1. An IoT based hydroponic system, comprising of:
a) a grow box (1) provided with a plurality of exhaust fans (2) for movement of air within the grow box (1), the grow box (1) comprising of:
i. a plurality of grow cups (6) employed with net/webbed container, installed on a grow tray (18) to hold plants;
ii. a plurality of germination caps (5) coupled to the grow cups (6) to protect plants placed in the grow cups (6);
iii. a plurality of grow lights (4) arranged at predetermined height over the grow tray (18) to provide artificial lighting to aid plant growth within the grow box (1);
iv. a plurality of nutrient containers (15) stored with a plurality of nutrient solutions;
v. a plurality of peristaltic pumps (17) positioned below the grow tray (18) and connected with the nutrient containers (15) to pump out required nutrients into a water reservoir (20);
vi. a submersible pump (13) fixed within the water reservoir (20);
vii. a 3-way valve (14) comprises:
• a first and second outlet port connected with a water pipe (12) and the water reservoir (20) respectively;
• an inlet port connected with the submersible pump (13) respectively
viii. a plurality of drip pipes (21) arranged over the grow tray (18) drips the nutrients into the plants cultivated in the grow cups (6);
ix. a root pruning system comprises of:
• a plurality of blades (22) to cut overgrown and rotted roots;
• a motor configured to drive the blades (22);
• an access passage (26) to snip the shredded roots out of the grow box (1);
x. a plurality of sensor probes/sensors to detect pH level, electrical conductivity, temperature and water levels of the water reservoir (20);
xi. a microcontroller fitted in an electronic bay, operably connected with the grow lights (4), probes, exhaust fans (2), peristaltic pumps (17), a servo motor, 3-way valve (14), a motor driver, and root pruning system;
xii. a communication module installed in the electronic bay connects the microcontroller with a computing device; and
b) a database server connected with the microcontroller and computing device over a network;
wherein,
i. the microcontroller acquires the sensor’s output data and transmit the data to the computing device;
ii. the computing device is configured with an operator module, the operator module receives the data from the microcontroller via the communication module;
iii. the operator module uploads the sensor’s output data to the database server;
iv. the database server is configured with machine learning modules to forecast system parameters required for operation of the system;
v. the database server provide instructions to the microcontroller and operator module in order to operate the system in accordance with the system parameters to manage quantity of nutrient supply, operation of the root pruning system, and functioning of components of the grow box (1).

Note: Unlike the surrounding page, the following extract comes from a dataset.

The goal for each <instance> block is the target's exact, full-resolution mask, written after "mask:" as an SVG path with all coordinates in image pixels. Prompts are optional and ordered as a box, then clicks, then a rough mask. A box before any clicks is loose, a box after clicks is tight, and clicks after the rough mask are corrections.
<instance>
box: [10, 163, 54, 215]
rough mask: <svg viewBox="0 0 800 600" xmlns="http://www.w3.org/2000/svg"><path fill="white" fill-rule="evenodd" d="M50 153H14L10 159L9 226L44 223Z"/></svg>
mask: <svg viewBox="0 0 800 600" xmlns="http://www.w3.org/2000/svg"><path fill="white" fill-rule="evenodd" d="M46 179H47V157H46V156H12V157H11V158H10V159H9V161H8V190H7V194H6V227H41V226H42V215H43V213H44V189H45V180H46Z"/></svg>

2. The system as claimed in claim 1, wherein the grow box (1) have a honeycomb/hexagonal shape.

3. The system as claimed in claim 1, wherein the germination caps (5) are equipped with servo motors for opening/closing of the germination caps (5).

4. The system as claimed in claim 1, wherein the sensor probes/sensors are selected from a group of pH sensor, electrical conductivity sensor, and temperature sensor.

5. The system as claimed in claim 1, wherein the electronic bay includes, a battery, motor controllers, a microcontroller, a communication module and a USB port.

6. The system as claimed in claim 1, wherein the operator module is configured with a user interface to provide plurality of functions/options to operate the system.

7. The system as claimed in claim 1, wherein the functions/options are selected from group of switching function/option for switching the plurality of pumps on/ off, cleaning function/option for extracting water from the submersible pump (13), and refilling function/option for refilling the water reservoir (20).

8. The system as claimed in claim 1, wherein the system parameters are selected from a group of managing nutrients supplement, switching of the exhaust fans (2) and functioning of other components of the system.